An ‘ISO over NIST’ approach, which combines the technical frameworks of the ISO/IEC and NIST 800-53, could be an effective approach to both IT security and responsible corporate governance. By incorporating these standards as part of the overall strategic process, organisations are able to ensure that critical controls are in place to deliver IT governance in accordance with their operational requirements at a national and international level.

 

However, to achieve this, it is necessary to monitor and report across the full range of audit, business and security controls. In most cases, this falls under the umbrella of IT management, which could be dealing with many millions of events in their logs each day, generated by multiple data sources: anti-virus, firewall, intrusion detection and prevention systems, databases, operating systems, applications and directory services. Automation of the collection of relevant data, Security Information and Event Management (SIEM) provides organisations with a cost effective approach to achieving necessary compliance and improving security.

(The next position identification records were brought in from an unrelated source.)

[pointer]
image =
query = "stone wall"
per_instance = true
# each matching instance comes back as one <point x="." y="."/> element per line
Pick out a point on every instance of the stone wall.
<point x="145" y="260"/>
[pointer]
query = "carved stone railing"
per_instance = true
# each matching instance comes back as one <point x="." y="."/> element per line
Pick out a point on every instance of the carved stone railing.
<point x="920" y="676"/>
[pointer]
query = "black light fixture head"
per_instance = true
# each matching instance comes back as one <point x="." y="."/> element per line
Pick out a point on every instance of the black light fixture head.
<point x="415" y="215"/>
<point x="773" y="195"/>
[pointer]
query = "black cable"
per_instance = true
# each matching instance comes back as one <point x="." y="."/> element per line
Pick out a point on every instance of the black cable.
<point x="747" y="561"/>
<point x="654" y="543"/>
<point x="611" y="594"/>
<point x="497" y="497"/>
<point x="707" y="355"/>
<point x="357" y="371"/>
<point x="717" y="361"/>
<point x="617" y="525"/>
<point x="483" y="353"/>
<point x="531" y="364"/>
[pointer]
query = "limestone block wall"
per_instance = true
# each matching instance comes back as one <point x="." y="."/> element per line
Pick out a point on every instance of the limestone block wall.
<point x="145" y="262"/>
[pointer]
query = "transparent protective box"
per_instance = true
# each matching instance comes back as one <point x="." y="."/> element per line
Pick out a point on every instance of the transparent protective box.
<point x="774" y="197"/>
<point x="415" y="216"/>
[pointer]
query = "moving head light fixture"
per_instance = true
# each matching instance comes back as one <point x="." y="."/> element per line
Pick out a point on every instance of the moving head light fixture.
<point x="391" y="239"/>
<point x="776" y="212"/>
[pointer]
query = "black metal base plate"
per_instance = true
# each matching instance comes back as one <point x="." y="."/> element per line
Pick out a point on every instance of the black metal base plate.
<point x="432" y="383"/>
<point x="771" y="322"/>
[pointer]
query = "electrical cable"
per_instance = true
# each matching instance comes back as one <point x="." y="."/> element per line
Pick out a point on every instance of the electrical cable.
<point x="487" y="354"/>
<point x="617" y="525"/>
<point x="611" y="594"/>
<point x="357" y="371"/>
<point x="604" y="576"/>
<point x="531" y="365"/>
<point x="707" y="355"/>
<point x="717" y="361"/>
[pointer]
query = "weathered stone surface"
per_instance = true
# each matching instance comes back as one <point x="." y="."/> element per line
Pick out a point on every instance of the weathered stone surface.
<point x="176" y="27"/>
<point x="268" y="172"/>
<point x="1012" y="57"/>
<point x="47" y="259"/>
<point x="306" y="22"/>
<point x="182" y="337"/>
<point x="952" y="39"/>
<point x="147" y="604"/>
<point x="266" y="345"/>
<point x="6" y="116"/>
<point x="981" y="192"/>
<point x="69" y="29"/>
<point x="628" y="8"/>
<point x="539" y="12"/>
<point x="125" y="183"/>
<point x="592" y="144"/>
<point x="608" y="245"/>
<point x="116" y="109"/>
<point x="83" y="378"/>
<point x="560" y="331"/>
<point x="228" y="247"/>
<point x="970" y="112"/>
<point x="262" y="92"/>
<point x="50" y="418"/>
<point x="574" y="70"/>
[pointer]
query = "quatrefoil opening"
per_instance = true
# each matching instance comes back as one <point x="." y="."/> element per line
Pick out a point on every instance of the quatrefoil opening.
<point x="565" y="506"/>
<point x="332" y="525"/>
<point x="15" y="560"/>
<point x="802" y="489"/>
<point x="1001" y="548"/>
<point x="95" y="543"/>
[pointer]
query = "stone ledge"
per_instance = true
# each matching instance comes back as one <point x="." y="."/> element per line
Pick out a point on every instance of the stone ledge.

Lowering costs & increasing competitiveness

Through SIEM, organisations can minimise the labor and human-error component of compliance initiatives by collecting and correlating relevant enterprise events across all locations and sources in real-time. This will detect compliance violations, data breaches or other fraudulent activity. Compliance management information can be visualised using graphical dashboards and reports that simplify and automate audits.

 

Key features include:

 

Automated deployment and discovery of network devices and policies

Role-based configuration wizards

Standardised audit controls to provide an accepted set of reference controls

Real-time and historical reporting

 

Using these reports, both internal and external auditors can randomly ascertain an organisation’s compliance to specific regulations. Equally important, management can leverage SIEM to monitor how the organisation’s compliance posture fluctuates over time. Furthermore, expanding the scope of compliance initiatives beyond the letter of the law to safeguard assets and protect the integrity of business and operational processes, allows organisations to gain competitive advantage.

 

For example, a consumer-focused banking organisation recently acquired a large number of smaller companies. Using SIEM enabled it to integrate numerous disparate IT systems and policies under a single governance framework in a matter of weeks as opposed to months – freeing up IT management to address other high-value projects.

 

Managed Security Service Providers (MSSP) can also benefit from SIEM. Their customers typically generate hundreds of millions of events each day that would be impossible to analyse individually. Using the correlation and prioritisation tools that SIEM provides reduced these events to as little as ten per day.

 

Increasingly, compliance and security management is no longer the responsibility of the network administrator alone. All areas of business management – from boardroom, CIO and CSO level, through to legal counsel and operations – are now involved. While executives at boardroom level may be less concerned about the bits and bytes of security, and more about the business of security and its impact on the bottom line, SIEM can provide an holistic solution. By delivering the information required to answer the questions posed by corporate compliance, management can ensure that stringent controls are applied to regulate business processes and systems in a cost-effective, secure environment.